Anayasa metnini dili edebi, doğru Türkçeyle yazılmalıdır. “Çekimser, çekinser” ayrımı ülkeye, ekonomik, sosyal kalkınmaya katkı sağlamamıştır. Bu kelimelerle uğraşan zamanın siyasetçileri derdi ki. “Anayasalarda laiklik arşil (Yunan mitolojisinde hayali kahraman) topuğudur.” bunu örnek verirken 2025 yılı Yunan anayasasında din ve mezhebe atıfları görse sanırım şaşırırdı.
Muhtarın köylerde ve şehirlerdeki muhtarlık seçiminin farklılığı, kayyum atamaları, bucak sistemini durumu, mahalli idareler deki düzenlemeler zamanında bilimsel sosyal gerçeklere göre yapılsaydı bugünlerde bunu tartışıyor olmayacaktık.

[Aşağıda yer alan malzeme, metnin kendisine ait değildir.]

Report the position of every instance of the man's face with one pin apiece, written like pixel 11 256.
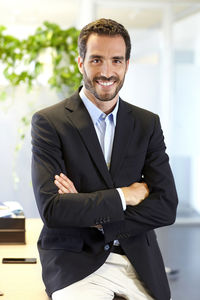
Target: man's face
pixel 104 67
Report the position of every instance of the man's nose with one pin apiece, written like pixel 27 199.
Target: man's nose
pixel 106 69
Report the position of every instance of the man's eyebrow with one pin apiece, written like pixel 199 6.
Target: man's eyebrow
pixel 95 56
pixel 118 57
pixel 100 56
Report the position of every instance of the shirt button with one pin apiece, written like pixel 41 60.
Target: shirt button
pixel 106 247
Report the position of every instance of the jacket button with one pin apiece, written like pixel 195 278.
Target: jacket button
pixel 106 247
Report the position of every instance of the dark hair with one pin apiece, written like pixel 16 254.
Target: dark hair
pixel 103 27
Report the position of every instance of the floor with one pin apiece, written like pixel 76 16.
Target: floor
pixel 180 246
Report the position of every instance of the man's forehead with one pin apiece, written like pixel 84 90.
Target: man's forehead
pixel 99 44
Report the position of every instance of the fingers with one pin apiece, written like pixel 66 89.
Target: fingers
pixel 64 184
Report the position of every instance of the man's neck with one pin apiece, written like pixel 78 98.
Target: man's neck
pixel 105 106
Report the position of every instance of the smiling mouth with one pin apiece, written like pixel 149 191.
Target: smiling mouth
pixel 105 83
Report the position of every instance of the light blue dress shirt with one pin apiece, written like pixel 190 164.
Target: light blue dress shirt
pixel 105 129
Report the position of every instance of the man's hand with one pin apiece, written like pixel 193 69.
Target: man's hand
pixel 135 193
pixel 64 184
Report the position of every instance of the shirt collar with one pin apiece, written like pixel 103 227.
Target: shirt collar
pixel 95 112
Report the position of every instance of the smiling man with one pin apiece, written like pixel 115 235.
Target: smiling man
pixel 102 182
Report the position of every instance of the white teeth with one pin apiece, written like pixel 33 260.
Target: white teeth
pixel 106 83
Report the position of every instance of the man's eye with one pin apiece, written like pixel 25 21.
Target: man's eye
pixel 96 60
pixel 117 61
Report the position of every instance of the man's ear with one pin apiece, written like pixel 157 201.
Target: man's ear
pixel 80 64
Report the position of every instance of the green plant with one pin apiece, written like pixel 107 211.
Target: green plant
pixel 22 63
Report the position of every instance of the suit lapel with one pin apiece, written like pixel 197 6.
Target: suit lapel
pixel 80 118
pixel 123 134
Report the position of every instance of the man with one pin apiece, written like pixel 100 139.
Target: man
pixel 102 182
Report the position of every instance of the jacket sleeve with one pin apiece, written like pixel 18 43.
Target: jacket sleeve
pixel 74 210
pixel 159 208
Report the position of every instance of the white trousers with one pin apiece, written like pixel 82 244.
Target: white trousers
pixel 115 277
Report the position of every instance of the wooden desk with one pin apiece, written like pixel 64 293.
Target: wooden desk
pixel 23 281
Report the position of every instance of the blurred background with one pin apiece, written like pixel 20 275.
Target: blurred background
pixel 164 77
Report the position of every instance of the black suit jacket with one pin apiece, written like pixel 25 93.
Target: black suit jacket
pixel 64 140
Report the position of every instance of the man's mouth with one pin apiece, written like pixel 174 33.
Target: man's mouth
pixel 105 83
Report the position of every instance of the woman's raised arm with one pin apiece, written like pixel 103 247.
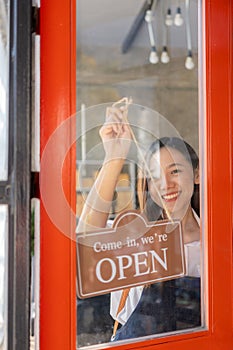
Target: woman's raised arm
pixel 116 138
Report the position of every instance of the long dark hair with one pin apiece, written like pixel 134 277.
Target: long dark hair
pixel 152 210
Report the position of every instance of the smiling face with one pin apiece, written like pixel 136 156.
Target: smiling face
pixel 172 182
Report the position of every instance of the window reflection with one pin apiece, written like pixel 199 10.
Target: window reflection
pixel 113 63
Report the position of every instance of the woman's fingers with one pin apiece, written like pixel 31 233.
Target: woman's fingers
pixel 116 121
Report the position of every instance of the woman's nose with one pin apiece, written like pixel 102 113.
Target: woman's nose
pixel 164 181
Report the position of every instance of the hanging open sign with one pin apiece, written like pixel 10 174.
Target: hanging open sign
pixel 132 253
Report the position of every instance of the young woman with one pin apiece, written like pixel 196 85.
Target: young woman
pixel 170 190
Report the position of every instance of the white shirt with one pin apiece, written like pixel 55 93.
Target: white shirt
pixel 192 258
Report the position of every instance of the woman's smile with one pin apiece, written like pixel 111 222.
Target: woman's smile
pixel 171 197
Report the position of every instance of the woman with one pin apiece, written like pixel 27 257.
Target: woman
pixel 171 178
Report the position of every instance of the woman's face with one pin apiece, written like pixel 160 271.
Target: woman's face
pixel 172 183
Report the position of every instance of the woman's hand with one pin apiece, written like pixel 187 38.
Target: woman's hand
pixel 116 133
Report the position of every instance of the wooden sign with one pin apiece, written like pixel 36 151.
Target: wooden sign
pixel 132 253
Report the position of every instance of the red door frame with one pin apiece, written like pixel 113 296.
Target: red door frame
pixel 57 267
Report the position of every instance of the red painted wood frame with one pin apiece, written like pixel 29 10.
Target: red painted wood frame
pixel 57 284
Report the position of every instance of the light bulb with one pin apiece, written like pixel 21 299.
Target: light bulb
pixel 153 57
pixel 164 56
pixel 149 16
pixel 189 63
pixel 178 20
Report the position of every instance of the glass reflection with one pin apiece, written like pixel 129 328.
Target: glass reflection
pixel 3 274
pixel 4 84
pixel 107 71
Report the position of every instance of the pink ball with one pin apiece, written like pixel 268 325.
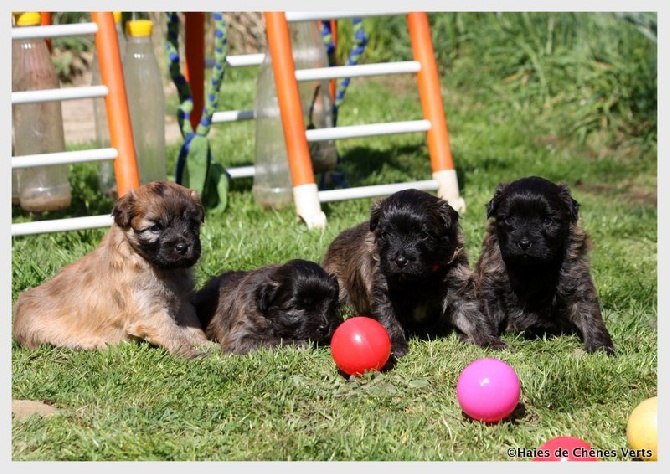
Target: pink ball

Anayasalar devlete kamu tüzel kişiliği kazandırır. Anayasalar üstün ve bağlayıcı metinlerdir. Olağan KHK ülkemizde sistemden çıkartılmıştır. Tüzükler sistemden çıkartılmıştır. Bunları mülga saymak ayrı şey, atıf yapmak ayrı bir hukuk tekniğidir. Bu tür çelikler Anayasanın acele hazırlanmasından 3-5 madde düzenlenirken -5-6 maddenin dolgu malzemesi gibi hazırlamamasından kaynaklanmış olabilir.
Son olarak türev hukuktan olabildiğince az yararlanan, sivil toplum, siyasal katılım, gibi değişkenlerinde göz önüne alınarak hazırlamamasını temenni ederim.
Geçen ay kaybettiğimiz büyük İslam iktisadı düşünürü Prof. Dr. Hurşid Ahmed ‘e rahmet dilerim.
Kurban Bayramınızı tebrik eder saygılar sunarım.